Three small poems in two days, and here I was thinking I'd never write anything short again. But I still can't figure out what influences a shift in genre: why at some times I can only write prose, at other times only poems. And now I'm noting this shift in subgenre, from long narrative to short lyric. As far as I can tell, I'm reading the same sorts of things--novels and poetry, with a few signs and advertisements sucked in along the way. Nobody has made any suggestions to me about style or substance. Merely my brain has changed gears. Or perhaps lyric poems are a sign of spring.

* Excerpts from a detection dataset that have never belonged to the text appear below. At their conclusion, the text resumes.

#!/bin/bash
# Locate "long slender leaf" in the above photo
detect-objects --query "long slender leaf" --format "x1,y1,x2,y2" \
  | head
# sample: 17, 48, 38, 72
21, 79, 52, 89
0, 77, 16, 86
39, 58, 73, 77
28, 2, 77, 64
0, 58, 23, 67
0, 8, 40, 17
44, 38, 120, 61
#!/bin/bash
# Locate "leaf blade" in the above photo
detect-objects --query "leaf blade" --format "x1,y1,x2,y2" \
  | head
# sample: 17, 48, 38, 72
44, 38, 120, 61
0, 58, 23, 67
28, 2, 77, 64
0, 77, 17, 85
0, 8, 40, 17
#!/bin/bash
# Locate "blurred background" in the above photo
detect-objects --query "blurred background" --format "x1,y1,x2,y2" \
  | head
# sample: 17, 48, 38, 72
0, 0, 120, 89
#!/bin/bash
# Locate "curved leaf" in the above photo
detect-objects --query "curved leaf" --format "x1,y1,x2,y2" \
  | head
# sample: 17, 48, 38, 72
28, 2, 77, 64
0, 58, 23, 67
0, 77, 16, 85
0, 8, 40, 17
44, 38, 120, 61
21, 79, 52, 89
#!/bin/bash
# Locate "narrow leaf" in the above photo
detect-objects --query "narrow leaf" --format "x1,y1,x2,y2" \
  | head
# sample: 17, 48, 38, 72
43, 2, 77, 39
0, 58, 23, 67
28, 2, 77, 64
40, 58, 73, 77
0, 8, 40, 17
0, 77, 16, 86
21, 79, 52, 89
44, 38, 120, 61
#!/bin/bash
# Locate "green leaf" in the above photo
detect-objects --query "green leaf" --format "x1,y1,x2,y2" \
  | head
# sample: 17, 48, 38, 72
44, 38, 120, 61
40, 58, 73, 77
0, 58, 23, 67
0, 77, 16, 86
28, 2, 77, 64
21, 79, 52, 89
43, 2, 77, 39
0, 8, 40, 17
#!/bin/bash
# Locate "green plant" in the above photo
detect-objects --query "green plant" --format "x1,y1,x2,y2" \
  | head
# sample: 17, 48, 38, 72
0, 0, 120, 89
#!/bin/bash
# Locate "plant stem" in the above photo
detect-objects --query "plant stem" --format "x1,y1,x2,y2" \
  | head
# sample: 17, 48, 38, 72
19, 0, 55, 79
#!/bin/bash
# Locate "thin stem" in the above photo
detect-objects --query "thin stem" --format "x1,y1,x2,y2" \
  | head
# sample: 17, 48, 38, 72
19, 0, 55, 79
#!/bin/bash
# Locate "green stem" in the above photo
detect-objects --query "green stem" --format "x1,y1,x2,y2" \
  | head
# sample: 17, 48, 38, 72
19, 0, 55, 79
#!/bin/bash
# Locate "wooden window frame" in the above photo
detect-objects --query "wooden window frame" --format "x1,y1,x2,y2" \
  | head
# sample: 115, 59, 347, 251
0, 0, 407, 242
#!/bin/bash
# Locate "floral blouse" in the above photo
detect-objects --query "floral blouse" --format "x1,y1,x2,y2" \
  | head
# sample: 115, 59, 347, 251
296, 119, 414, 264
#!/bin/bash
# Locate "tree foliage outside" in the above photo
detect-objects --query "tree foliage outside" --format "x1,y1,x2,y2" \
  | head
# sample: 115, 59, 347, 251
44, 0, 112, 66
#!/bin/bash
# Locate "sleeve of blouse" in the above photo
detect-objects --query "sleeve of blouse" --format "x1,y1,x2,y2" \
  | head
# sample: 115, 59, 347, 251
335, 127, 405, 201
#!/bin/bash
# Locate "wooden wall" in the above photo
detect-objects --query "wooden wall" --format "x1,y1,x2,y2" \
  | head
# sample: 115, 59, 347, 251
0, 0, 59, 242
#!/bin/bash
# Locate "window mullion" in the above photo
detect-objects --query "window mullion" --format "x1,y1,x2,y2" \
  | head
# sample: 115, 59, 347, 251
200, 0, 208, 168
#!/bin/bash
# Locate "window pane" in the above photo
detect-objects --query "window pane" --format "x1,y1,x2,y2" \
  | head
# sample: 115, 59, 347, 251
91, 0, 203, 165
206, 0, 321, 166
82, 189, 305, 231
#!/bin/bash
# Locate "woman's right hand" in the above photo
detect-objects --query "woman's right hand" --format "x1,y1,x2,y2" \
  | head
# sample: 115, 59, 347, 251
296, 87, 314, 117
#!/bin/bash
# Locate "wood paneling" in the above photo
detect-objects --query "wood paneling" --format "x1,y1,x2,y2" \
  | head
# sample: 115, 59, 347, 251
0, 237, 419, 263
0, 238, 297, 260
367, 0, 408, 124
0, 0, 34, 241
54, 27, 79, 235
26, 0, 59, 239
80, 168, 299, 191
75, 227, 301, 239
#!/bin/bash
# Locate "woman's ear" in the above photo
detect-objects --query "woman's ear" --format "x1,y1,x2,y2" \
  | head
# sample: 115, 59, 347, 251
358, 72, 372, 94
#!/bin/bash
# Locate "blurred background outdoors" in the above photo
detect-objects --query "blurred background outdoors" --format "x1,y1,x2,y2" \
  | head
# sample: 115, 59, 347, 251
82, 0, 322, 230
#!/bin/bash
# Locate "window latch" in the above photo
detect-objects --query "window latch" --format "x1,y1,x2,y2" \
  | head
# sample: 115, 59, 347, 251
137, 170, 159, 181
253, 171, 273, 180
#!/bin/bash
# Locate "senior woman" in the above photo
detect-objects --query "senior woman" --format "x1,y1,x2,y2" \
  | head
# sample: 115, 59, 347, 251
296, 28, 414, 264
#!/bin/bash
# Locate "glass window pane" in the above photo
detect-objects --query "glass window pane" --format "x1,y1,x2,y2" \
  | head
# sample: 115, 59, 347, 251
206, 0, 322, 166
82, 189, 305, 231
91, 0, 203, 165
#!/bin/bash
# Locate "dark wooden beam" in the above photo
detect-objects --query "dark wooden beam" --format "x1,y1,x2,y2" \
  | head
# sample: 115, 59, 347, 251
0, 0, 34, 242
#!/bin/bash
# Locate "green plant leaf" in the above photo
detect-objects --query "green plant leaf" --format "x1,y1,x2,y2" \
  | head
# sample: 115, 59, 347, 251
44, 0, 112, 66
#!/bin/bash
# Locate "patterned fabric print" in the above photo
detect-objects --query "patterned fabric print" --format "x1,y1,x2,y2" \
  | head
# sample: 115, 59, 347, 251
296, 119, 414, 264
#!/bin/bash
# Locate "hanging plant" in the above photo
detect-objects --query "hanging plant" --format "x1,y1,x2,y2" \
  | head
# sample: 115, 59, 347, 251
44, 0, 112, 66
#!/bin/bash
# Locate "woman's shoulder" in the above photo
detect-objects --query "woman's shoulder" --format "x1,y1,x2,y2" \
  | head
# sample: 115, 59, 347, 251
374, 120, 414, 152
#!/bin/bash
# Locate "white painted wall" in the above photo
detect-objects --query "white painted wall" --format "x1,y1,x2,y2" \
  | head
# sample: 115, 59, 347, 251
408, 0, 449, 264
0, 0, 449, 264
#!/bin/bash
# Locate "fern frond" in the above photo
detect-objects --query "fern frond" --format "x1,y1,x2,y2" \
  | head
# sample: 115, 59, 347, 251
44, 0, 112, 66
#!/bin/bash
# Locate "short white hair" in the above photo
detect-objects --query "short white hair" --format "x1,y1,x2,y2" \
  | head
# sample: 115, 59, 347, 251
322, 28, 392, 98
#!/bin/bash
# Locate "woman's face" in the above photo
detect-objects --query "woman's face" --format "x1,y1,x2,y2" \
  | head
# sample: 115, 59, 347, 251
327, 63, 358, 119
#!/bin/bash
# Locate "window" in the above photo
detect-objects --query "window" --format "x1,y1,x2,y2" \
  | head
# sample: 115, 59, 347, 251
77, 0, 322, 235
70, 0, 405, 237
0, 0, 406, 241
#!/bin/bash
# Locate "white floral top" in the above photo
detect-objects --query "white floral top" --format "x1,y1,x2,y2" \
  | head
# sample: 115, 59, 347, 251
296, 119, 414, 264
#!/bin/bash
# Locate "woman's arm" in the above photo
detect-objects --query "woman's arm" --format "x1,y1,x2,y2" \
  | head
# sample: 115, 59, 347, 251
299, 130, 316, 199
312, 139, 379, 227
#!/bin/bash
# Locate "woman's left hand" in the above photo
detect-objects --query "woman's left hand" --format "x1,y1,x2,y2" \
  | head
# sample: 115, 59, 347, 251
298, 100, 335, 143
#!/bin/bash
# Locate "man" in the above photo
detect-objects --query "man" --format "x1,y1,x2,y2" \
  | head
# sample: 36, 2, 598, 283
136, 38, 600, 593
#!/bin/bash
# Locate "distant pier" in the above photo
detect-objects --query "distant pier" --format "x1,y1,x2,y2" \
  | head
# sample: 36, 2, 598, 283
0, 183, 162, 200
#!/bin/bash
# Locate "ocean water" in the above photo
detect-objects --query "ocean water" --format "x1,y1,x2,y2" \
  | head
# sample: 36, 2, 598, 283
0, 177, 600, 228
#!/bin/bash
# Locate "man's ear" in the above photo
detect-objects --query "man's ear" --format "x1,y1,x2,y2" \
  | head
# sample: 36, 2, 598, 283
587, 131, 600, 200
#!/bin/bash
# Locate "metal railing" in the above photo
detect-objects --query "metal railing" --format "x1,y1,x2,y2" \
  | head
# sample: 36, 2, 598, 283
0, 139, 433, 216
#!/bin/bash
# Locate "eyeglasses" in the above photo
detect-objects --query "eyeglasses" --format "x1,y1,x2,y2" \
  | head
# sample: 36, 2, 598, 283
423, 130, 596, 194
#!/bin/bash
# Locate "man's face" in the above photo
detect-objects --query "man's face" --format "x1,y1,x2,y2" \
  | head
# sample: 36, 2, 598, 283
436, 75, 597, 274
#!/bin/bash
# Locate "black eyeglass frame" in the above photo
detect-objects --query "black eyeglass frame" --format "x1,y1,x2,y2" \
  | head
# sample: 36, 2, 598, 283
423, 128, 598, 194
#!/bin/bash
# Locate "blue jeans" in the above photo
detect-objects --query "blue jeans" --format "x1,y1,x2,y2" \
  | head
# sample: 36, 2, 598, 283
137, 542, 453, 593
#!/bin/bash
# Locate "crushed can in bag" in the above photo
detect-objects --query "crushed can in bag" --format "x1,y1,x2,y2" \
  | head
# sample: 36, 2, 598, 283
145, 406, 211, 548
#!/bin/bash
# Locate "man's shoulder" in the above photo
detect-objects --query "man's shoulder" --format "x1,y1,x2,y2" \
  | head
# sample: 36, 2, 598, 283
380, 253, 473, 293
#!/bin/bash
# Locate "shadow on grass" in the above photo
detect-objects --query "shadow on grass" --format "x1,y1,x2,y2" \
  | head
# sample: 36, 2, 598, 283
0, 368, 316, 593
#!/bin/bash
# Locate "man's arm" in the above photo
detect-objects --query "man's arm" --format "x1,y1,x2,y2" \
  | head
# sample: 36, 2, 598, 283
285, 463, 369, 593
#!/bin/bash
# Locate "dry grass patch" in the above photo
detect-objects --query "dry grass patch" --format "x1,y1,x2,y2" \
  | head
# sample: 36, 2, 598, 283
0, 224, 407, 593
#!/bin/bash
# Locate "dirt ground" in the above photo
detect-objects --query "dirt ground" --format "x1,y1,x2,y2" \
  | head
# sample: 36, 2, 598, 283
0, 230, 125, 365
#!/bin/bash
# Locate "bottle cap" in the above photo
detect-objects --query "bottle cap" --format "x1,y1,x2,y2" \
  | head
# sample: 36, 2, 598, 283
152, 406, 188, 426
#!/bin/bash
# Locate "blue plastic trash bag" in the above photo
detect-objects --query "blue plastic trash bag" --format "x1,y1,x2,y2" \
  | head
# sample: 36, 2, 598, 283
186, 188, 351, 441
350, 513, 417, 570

Here's a poem that is full of repetition; and since my days are full of patterns, and the rain, too, repeats and repeats, I will copy it down for you, and perhaps it will drive you crazy, or perhaps you will like it.

Poem 160 from the Devonshire Manuscript

Sir Thomas Wyatt

I abide and abide and better abide,
          And after the olde prouerbe, the happie daye;
          And ever my ladye to me dothe saye:
          "Let me alone and I will prouyde."
I abide and abide and tarrye the tide,
         And with abiding spede well ye maye:
         Thus do I abide I wott allwaye,
         Nother obtayning nor yet denied.
Aye me! this long abidying
          Semithe to me as who sayethe
          A prolonging of a dieng dethe
Or a refusing of a desyred thing.
          Moche ware it bettre for to be playne
          Then to saye "abide" and yet shall not obtayne.

Dinner tonight: casserole-roasted pork, first dry-marinated in sage, salt, and green peppercorns; spoonbread; cucumber salad; plum flan.